Published on December 4, 2020 in the Rochester Business Journal

After falling to a March 23rd low of 18,592 this year, the Dow Jones Industrial Average (Dow) rallied to 29,950 on November 16th – an increase of over 61%. Some of this was due to positive results for a number of new COVID vaccine candidates, the civil passing of Election Day on November 3rd, and a 15-country Asia-Pacific trade agreement signed on November 15th. Despite the recent exuberance, however, one would be wise to maintain a cautious disposition in their investment portfolios. Fallout from a resurgence of the COVID virus, weakness in certain economic data, and structural issues related to entitlement programs like Medicare and Social Security are just a few areas to be leery of.

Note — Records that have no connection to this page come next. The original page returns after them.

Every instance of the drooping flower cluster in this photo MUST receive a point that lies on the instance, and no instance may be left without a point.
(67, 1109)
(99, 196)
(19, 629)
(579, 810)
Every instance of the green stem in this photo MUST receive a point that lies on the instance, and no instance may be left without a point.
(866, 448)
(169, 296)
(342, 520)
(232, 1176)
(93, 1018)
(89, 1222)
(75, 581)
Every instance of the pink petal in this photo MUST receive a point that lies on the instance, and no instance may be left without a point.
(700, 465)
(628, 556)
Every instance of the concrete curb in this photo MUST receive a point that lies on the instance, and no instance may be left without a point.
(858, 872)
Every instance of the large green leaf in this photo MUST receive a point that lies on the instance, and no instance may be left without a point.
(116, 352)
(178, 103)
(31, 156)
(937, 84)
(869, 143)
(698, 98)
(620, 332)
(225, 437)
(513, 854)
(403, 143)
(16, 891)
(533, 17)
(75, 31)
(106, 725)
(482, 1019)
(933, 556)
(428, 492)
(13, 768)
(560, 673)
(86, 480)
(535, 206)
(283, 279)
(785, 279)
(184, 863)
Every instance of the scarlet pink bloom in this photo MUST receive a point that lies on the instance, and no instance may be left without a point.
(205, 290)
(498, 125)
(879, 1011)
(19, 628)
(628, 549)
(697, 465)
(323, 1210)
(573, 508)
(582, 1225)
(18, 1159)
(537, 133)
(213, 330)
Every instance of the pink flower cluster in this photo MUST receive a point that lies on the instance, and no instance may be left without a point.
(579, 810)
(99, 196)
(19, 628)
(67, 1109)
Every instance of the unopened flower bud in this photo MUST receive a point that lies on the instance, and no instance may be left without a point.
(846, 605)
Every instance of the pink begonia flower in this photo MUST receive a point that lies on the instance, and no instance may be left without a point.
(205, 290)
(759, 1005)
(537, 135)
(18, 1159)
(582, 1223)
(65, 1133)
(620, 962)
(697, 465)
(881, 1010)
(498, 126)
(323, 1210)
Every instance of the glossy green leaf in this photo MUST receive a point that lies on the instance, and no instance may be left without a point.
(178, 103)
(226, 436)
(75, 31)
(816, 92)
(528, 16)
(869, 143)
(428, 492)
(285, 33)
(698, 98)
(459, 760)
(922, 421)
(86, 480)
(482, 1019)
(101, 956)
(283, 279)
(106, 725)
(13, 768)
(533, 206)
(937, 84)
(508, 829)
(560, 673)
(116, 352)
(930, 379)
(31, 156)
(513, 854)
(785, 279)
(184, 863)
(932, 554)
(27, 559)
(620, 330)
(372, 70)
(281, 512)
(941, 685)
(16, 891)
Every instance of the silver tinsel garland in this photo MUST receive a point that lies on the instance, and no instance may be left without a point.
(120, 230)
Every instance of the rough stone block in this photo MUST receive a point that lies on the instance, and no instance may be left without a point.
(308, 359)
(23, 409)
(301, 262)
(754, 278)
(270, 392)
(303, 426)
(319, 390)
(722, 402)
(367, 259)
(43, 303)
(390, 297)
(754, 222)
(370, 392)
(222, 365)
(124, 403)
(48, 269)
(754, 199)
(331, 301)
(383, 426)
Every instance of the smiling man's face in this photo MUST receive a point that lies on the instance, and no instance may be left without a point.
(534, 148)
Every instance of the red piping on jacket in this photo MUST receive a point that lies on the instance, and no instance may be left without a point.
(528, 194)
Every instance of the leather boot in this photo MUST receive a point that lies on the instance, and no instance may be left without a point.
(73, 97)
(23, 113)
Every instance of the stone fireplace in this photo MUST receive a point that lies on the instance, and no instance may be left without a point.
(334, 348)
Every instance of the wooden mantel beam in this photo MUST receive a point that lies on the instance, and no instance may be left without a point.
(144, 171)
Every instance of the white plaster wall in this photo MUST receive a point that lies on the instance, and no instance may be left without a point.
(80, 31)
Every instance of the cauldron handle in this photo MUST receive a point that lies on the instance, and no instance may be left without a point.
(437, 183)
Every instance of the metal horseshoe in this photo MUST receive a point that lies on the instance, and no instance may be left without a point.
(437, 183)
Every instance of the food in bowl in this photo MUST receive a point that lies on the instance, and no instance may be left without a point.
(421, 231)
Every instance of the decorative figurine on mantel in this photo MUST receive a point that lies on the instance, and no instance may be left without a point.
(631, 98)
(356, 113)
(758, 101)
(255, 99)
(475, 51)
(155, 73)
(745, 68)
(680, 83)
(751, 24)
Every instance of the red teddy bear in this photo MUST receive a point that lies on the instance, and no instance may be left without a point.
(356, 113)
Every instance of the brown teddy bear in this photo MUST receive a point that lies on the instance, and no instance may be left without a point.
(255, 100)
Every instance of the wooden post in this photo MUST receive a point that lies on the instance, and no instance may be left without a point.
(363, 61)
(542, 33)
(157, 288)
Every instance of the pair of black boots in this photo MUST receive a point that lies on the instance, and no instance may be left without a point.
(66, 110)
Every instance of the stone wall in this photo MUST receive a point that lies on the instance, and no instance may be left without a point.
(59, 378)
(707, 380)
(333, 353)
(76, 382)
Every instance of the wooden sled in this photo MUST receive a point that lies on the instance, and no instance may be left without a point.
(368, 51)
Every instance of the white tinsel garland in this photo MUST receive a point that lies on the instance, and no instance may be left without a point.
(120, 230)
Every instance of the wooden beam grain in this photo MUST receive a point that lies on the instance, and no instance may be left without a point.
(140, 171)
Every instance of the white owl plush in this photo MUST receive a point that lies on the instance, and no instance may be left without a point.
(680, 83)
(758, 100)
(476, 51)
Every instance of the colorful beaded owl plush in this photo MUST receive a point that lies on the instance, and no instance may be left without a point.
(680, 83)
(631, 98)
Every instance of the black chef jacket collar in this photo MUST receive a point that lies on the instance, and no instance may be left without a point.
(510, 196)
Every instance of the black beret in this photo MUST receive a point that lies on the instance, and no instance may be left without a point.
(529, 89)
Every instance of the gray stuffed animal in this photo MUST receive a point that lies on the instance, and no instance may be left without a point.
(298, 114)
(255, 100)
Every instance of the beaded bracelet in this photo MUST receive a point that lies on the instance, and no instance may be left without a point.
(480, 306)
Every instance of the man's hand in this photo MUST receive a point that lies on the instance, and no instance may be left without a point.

The month of November saw successful results for the late stage testing of COVID vaccines from Pfizer, Moderna, and AstraZeneca. The Pfizer and Moderna candidates were shown to be 95% effective, while Astrazeneca’s candidate was proven to be 62% to 90% effective, depending on dosage regimen. On each day the data was released, the Dow closed meaningfully higher, as hope and optimism about overcoming the coronavirus became increasingly more pervasive.

Joe Biden’s apparent win on Election Day, especially without incident of civil unrest, was another event that the financial markets seemed to revel in. This was perhaps a bit unexpected, in as much as promises to increase taxes on the wealthy don’t typically resonate well with investors. Apparently, though, Republican retention of the Senate and big gains in the House, make it difficult to implement big changes that are not bi-partisan. Market’s often like gridlock when it prevents major policy changes that can be costly to the economy (i.e. taxes, Green New Deal, etc.). Here, again, the market traded higher on the day before, the day of, and on each of the next two days after the November 3rd election.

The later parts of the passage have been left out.